Antinociception from microinjection of carbachol (125 nmol) in the PH was blocked by intrathecal injection of the α₂-adrenoceptor antagonist yohimbine, but facilitated by injection of the α₁-adrenoceptor antagonist WB4101. (A) Carbachol (Carb) was injected at -17 min and three post drug tail response measurements were made at -15, -10 and -5 min. Either Yohimbine (YOH, □, n = 10), WB4101, (○, n = 9) or saline (◆, n = 7) was injected intrathecally at time -1. (B) Time course of the effects of intrathecal injection of either YOH, WB4101, or saline following carbachol microinjection in the PH on foot withdrawal response latencies. Mean response latencies ± SEM. * p < 0.05.

Fig. 4

The location of microinjection sites in the PH and A7 cell group for tail response latencies in Experiment 3. Most of the injection sites for carbachol/cobalt chloride (A) and carbachol/saline (B) were located within the PH between AP −3.60 and −4.16 from bregma at 10 min post carbachol injection. The symbols represent the values of the differences between baseline tail response latencies and those at 15 min after microinjection of carbachol (125 nmol) as follows: (△) 2–3.9 sec; (○) 4–5.9 sec; (□) 6–8 sec. Injection sites located in the cortex, dorsal thalamus, zona incerta (■) and ventral hypothalamus (●) elicited antinociceptive responses and data were excluded from analysis. Microinjections of cobalt chloride (C; ○) and saline (D; ●) were located in the A7 area (✶) approximately AP −8.72 – 10.04 from bregma. A7, A7 catecholamine cell group; Aq, Aqueduct of Sylvius; AMG, amygdala; Ic, inferior colliculus ic, internal capsule; LH, lateral hypothalamus; LV, lateral ventricle; MCP, middle cerebellar peduncle; PH, posterior hypothalamus; pyr, pyramids; SCP, superior cerebellar peduncle;VM, ventromedial thalamic nucleus; VPL, ventral posterolateral thalamic nucleus; VPM; ventral posteromedial thalamic nucleus; ZI, zona incerta.

Fig. 5

Antinociception produced by microinjection of carbachol in the PH was blocked by microinjection of cobalt chloride in the A7 area. (A) Following a baseline measurement at -25 min, carbachol (Carb) was microinjected in the PH and four tail response latencies were measured. Either cobalt chloride (○; CoCl; n = 11) or saline (●; n = 13) was microinjected in the A7 area.
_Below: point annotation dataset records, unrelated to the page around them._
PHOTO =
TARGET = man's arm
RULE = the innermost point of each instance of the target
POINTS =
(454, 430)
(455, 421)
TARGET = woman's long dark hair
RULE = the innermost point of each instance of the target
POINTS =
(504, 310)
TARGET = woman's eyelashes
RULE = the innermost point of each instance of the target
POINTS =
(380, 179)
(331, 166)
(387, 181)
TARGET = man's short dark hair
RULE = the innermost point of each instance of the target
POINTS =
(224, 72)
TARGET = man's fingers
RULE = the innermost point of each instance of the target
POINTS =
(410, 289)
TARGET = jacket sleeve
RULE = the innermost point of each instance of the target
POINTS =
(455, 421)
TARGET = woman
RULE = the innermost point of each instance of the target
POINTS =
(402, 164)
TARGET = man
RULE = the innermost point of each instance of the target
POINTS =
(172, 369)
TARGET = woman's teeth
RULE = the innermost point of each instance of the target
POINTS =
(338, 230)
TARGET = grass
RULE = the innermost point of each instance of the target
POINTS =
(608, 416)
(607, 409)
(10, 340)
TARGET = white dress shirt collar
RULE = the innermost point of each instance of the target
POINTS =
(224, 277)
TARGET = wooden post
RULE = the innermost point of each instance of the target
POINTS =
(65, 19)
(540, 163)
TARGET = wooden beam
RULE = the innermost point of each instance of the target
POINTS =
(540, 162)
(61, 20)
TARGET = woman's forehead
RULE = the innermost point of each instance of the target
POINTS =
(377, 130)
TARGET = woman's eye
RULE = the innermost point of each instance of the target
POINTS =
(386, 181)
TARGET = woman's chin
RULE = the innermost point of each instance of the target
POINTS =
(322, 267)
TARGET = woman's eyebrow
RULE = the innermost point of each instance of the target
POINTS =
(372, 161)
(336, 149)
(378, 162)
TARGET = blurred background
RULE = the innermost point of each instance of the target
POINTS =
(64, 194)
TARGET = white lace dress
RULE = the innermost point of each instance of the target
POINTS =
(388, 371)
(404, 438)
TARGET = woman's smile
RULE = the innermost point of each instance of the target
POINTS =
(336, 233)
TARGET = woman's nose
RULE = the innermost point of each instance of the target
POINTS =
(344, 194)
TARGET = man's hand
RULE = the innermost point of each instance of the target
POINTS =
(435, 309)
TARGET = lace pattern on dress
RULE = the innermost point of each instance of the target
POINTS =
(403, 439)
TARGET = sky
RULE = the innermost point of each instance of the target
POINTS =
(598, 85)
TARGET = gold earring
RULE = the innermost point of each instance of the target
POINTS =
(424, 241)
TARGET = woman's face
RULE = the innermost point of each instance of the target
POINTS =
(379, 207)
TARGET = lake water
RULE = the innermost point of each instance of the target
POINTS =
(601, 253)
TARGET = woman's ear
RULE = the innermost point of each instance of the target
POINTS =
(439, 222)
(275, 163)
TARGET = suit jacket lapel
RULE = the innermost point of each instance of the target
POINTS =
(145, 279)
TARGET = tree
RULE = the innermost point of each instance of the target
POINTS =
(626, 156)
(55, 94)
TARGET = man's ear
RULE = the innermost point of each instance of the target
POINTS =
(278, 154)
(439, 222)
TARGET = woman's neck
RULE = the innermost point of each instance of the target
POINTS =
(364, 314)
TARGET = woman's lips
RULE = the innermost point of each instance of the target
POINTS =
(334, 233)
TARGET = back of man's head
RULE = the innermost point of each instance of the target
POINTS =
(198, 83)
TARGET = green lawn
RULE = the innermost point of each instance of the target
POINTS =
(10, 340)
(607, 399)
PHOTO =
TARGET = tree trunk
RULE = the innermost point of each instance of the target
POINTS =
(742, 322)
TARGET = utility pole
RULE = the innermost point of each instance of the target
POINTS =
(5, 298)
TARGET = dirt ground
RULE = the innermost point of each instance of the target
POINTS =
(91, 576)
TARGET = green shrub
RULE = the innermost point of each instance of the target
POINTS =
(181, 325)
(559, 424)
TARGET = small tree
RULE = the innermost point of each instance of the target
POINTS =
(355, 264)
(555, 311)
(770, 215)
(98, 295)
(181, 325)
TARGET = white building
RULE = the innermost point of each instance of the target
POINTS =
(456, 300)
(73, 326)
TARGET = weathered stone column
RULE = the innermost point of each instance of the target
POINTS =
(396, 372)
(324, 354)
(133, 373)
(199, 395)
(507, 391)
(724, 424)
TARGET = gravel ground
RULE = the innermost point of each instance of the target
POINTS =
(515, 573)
Cobalt chloride significantly reduced tail flick latencies across all time points compared to saline controls (p < 0.05). Mean latency values ± SEM are plotted on ordinate as a function of time (min). (B) Cobalt chloride microinjected in the A7 area also blocked PH-mediated antinociception on the foot withdrawal test (○; p < 0.05). Normal saline microinjected near the A7 area (●) did not alter nociceptive responses.